AI is technology that helps a computer, phone, app or website make suggestions, answer questions, spot patterns or create things. In everyday life that means suggesting the next word as you type, sorting photos, answering a question, translating a phrase, shortening a long piece of writing, or helping draft a message. The thing to remember is that AI does not actually think or understand the way a person does. It works by looking at patterns in huge amounts of information and producing the most likely response, which is why it is often useful, and why it can also be confidently wrong.

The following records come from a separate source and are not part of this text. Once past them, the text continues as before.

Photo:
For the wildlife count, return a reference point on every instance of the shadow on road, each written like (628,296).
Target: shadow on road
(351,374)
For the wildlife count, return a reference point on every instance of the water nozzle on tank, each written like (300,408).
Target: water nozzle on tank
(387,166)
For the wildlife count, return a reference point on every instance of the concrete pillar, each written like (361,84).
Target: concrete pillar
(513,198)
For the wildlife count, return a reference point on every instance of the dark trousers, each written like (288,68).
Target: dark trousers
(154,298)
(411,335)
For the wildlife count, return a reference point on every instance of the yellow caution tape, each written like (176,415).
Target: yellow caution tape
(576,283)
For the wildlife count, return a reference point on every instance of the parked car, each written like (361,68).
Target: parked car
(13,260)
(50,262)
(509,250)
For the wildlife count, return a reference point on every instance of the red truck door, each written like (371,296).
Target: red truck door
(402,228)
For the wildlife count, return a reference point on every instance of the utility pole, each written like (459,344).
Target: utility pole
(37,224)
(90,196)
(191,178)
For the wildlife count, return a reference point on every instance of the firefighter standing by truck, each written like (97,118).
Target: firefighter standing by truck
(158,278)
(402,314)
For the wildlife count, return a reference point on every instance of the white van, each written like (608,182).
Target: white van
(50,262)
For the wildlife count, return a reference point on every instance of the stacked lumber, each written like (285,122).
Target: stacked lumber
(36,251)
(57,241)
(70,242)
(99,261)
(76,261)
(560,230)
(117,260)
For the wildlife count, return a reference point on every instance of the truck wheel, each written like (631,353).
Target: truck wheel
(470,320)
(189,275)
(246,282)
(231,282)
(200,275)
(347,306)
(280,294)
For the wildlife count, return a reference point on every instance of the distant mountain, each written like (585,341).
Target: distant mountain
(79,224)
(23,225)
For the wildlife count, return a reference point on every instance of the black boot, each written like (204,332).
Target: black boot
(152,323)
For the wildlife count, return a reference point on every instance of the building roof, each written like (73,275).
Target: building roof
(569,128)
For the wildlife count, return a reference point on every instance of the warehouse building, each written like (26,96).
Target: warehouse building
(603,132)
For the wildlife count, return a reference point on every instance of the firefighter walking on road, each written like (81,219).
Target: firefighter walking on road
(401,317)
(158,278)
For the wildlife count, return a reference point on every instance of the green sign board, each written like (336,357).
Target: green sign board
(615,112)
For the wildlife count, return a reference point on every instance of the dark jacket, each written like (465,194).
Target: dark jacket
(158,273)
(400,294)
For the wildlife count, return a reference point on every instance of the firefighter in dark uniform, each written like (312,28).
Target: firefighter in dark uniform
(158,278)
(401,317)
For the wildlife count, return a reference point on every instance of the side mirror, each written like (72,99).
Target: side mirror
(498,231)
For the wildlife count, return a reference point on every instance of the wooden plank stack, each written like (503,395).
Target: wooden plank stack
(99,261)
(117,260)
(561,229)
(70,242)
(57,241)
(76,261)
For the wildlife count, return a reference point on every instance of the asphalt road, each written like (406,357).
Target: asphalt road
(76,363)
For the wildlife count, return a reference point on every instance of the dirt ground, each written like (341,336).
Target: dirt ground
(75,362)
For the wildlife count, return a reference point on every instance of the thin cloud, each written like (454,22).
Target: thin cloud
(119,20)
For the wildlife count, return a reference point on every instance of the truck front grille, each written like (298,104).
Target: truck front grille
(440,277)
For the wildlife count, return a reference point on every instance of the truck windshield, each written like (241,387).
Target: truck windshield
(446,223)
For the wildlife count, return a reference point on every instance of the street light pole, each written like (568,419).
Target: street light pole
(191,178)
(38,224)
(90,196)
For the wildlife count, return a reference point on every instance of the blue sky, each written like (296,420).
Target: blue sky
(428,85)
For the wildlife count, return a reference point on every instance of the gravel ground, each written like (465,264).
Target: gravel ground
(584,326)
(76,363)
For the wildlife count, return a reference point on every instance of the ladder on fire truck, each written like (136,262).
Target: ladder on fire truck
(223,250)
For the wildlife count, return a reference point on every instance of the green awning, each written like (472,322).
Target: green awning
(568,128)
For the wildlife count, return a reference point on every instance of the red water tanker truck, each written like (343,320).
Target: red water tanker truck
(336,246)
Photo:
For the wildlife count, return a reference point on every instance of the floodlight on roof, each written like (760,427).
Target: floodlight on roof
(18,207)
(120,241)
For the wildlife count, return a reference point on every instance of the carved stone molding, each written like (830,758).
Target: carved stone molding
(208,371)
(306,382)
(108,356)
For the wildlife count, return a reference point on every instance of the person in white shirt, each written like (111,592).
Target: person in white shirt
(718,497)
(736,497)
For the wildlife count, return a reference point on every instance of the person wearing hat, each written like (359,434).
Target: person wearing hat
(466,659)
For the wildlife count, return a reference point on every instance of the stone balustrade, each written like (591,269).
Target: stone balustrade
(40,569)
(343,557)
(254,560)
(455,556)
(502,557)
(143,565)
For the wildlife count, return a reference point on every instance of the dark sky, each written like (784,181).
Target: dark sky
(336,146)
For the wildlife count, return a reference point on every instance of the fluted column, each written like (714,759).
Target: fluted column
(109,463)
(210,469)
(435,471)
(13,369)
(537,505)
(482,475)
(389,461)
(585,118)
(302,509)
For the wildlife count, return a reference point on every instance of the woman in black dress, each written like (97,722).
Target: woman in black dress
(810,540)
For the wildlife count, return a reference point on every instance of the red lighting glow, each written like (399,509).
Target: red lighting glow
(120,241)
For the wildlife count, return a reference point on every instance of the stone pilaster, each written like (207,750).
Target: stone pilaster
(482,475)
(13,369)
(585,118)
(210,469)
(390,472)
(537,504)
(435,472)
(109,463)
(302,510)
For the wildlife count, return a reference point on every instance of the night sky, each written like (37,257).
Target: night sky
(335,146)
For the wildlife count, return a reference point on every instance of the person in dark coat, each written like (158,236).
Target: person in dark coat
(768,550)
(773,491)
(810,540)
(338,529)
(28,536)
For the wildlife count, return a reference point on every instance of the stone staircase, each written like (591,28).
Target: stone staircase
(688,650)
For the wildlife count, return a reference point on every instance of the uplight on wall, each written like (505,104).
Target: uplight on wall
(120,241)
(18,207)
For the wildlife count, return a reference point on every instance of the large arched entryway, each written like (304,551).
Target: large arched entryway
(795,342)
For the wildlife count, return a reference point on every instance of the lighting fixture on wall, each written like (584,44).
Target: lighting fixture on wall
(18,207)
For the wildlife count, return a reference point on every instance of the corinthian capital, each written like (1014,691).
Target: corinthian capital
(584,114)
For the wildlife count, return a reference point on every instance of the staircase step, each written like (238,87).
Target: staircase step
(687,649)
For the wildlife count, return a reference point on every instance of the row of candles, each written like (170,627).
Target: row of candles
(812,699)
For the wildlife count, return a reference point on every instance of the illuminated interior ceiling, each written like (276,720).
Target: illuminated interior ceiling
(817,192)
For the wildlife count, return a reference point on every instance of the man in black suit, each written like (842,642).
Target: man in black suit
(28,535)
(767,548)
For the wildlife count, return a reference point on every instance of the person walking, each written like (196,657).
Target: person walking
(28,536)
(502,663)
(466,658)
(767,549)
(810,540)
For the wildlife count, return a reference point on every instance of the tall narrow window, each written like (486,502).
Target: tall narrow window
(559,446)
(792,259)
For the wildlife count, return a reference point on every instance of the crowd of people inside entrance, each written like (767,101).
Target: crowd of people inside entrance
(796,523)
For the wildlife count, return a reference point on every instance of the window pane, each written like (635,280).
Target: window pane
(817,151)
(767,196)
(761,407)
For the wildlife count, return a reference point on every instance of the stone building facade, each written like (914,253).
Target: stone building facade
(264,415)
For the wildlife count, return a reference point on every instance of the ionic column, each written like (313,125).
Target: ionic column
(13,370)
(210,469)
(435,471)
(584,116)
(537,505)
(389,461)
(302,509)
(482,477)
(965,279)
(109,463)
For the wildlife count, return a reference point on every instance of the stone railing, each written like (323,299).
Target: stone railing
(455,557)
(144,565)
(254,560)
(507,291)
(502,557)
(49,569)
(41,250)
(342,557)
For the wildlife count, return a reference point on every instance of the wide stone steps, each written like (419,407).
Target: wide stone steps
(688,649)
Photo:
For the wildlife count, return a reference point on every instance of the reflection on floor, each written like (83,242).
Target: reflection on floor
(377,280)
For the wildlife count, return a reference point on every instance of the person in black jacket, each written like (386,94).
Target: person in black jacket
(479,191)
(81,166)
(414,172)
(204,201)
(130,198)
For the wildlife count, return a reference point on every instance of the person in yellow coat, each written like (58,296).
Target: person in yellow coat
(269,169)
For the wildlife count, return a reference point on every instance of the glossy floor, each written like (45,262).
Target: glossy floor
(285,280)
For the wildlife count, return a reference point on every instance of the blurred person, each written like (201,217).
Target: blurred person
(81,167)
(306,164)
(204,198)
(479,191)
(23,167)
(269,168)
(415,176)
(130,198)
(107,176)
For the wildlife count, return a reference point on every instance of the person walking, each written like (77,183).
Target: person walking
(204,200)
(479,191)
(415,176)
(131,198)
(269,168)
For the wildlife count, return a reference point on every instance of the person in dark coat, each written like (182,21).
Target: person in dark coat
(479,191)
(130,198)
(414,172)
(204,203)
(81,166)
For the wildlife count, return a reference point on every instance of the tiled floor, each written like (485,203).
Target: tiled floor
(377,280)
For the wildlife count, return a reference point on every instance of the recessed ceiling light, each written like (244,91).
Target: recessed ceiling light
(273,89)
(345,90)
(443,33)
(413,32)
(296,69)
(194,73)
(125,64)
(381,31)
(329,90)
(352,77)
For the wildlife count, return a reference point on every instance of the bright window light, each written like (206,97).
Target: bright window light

Where you may already be using AI
You are almost certainly using AI already without ever calling it that. It is the phone suggesting the next word in a text, the tablet grouping photos by faces or places, the search engine offering an answer at the top, the email quietly shifting a dodgy message into spam, the streaming service suggesting a show, the map picking the fastest route home, and the bank flagging a transaction that looks out of character. Voice assistants like Siri and Google Assistant are AI too. None of them are perfect, but they show AI is not some distant, futuristic thing. It is already woven into the devices you use every day.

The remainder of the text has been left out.